Re: how to efficiently update tuple in many-to-many relationship?

Drew Wilson <drewmwilson@xxxxxxxxx> · Mon, 9 Apr 2007 22:46:29 -0700

Thanks for the suggestions, Tom. But I'm still stumped.

On Apr 9, 2007, at 7:13 PM, Tom Lane wrote:

Drew Wilson <drewmwilson@xxxxxxxxx> writes:
Here's the query plan for a SELECT statement that returns 1,207,161
rows in 6 seconds.
...
And here's the query plan for the UPDATE query that seems to never
complete. (Execution time > 30 minutes.)

Well, the subplan is certainly the same as before, so it seems  
there are
two possibilities:

* there's something unreasonably inefficient about the hash join being
used to perform the IN (work_mem too small? inefficient-to-compare
datatype? bad data distribution?)
I'm not sure why. The ids are OIDs generated from a sequence, with no  
deletions.

* the time is actually going into the UPDATE operation proper, or
perhaps some triggers it fires (have you got any foreign keys  
involving
this table?  what's checkpoint_segments set to?)

You could narrow it down by checking the runtime for
select count(*) from translation_pair_data
  where translation_pair_id in
        (select translation_pair_id from translation_pair_data ...
After I increasing work_mem from 1M to 32M, checkpoint_segments from  
3 to 8, (and reloading), the UPDATE operation still takes about 15  
minutes (944 seconds) to update 637,712 rows.

Whereas replacing the the "UPDATE ... WHERE translation_pair_id IN"  
with "SELECT count(*) WHERE translation_pair_id IN" drops the time  
from 15 minutes to 19 seconds (returning the same 637712 rows.)
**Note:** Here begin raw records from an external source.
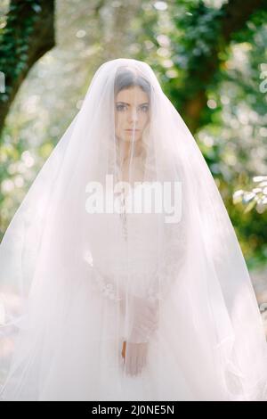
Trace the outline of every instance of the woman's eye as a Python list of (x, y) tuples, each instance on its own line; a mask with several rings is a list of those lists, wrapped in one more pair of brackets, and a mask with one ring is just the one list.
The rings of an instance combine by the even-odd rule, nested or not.
[(149, 111), (149, 106), (148, 105), (142, 105), (141, 108), (144, 112), (147, 112)]
[(125, 105), (119, 104), (117, 105), (117, 111), (124, 111), (125, 109)]

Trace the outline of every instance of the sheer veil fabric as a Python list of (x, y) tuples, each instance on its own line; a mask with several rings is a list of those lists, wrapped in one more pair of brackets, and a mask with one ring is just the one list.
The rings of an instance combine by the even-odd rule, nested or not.
[(263, 321), (233, 226), (143, 62), (97, 70), (0, 267), (2, 400), (267, 399)]

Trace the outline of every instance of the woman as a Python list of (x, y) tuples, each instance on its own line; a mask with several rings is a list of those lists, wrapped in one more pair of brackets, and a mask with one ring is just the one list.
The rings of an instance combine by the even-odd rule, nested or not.
[(234, 229), (151, 68), (117, 59), (0, 248), (3, 400), (264, 400)]

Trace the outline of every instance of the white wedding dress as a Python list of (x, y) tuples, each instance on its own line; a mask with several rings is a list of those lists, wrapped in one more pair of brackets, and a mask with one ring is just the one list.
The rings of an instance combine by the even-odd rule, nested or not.
[[(85, 211), (88, 183), (116, 176), (125, 144), (141, 156), (126, 178), (138, 168), (144, 182), (182, 184), (179, 222)], [(1, 313), (2, 400), (267, 399), (266, 338), (234, 228), (145, 62), (96, 71), (1, 242)]]

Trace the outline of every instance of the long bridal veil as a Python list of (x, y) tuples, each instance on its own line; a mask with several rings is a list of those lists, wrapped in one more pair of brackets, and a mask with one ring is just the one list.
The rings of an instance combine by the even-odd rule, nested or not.
[(105, 62), (0, 245), (2, 400), (263, 400), (266, 354), (194, 138), (148, 64)]

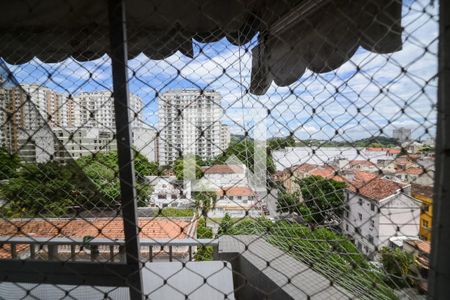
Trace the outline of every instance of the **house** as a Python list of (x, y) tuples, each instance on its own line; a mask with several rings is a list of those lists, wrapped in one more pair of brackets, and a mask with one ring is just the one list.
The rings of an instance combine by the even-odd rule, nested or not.
[(262, 214), (256, 193), (249, 186), (225, 186), (216, 193), (216, 203), (208, 213), (210, 218), (222, 218), (225, 214), (233, 218), (258, 217)]
[(177, 180), (175, 176), (146, 176), (153, 188), (151, 205), (163, 207), (187, 207), (192, 203), (190, 181)]
[(223, 186), (247, 185), (247, 167), (244, 164), (213, 165), (203, 169), (203, 178), (198, 183), (213, 190)]
[(433, 187), (412, 184), (411, 196), (421, 202), (419, 236), (425, 241), (431, 241), (431, 226), (433, 220)]
[(414, 256), (415, 265), (419, 272), (417, 276), (417, 288), (422, 293), (428, 292), (431, 243), (429, 241), (409, 239), (403, 242), (403, 250)]
[(341, 229), (365, 255), (373, 257), (393, 236), (417, 238), (421, 205), (410, 196), (409, 185), (364, 172), (345, 179)]
[[(164, 218), (139, 218), (138, 226), (139, 237), (144, 242), (150, 240), (176, 240), (195, 237), (196, 222), (185, 219), (164, 219)], [(17, 232), (20, 228), (20, 233)], [(10, 219), (8, 221), (0, 220), (0, 237), (31, 237), (33, 239), (61, 239), (66, 240), (66, 244), (61, 241), (54, 252), (58, 253), (58, 257), (67, 259), (71, 255), (76, 255), (76, 260), (90, 260), (89, 247), (85, 244), (78, 244), (71, 249), (71, 243), (77, 240), (85, 239), (103, 239), (107, 242), (114, 242), (124, 239), (124, 224), (120, 217), (113, 218), (27, 218), (27, 219)], [(98, 260), (104, 260), (111, 251), (110, 245), (99, 246)], [(86, 242), (87, 243), (87, 242)], [(114, 244), (111, 244), (114, 245)], [(27, 245), (18, 245), (16, 253), (19, 258), (25, 259), (30, 257), (31, 249)], [(120, 252), (118, 246), (114, 245), (113, 251)], [(152, 249), (153, 260), (166, 260), (169, 248), (167, 246), (157, 246)], [(0, 247), (0, 259), (10, 258), (11, 251), (9, 245)], [(36, 249), (35, 249), (36, 250)], [(188, 256), (188, 247), (173, 246), (171, 255), (175, 257)], [(36, 258), (46, 259), (50, 255), (48, 246), (36, 250)], [(149, 247), (143, 247), (141, 254), (145, 257), (149, 255)], [(75, 259), (73, 257), (72, 259)]]
[(299, 180), (306, 176), (315, 175), (311, 174), (311, 172), (315, 171), (318, 173), (321, 169), (322, 167), (318, 165), (303, 163), (278, 171), (272, 178), (275, 182), (282, 184), (288, 193), (294, 193), (300, 190), (300, 186), (297, 183)]

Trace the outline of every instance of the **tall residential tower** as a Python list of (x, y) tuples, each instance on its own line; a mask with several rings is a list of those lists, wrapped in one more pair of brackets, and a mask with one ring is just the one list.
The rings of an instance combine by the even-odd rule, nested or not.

If that's slow it's the topmost hash join's fault, else we have
to look at the UPDATE's side effects.

The SELECT is not slow, so its a side effect of the update... Looking  
at the table definition, there is a "BEFORE ON DELETE" trigger  
defined, two CHECK constraints for this table, and three foreign  
keys. Nothing looks suspicious to me.
Any clues in the table description below?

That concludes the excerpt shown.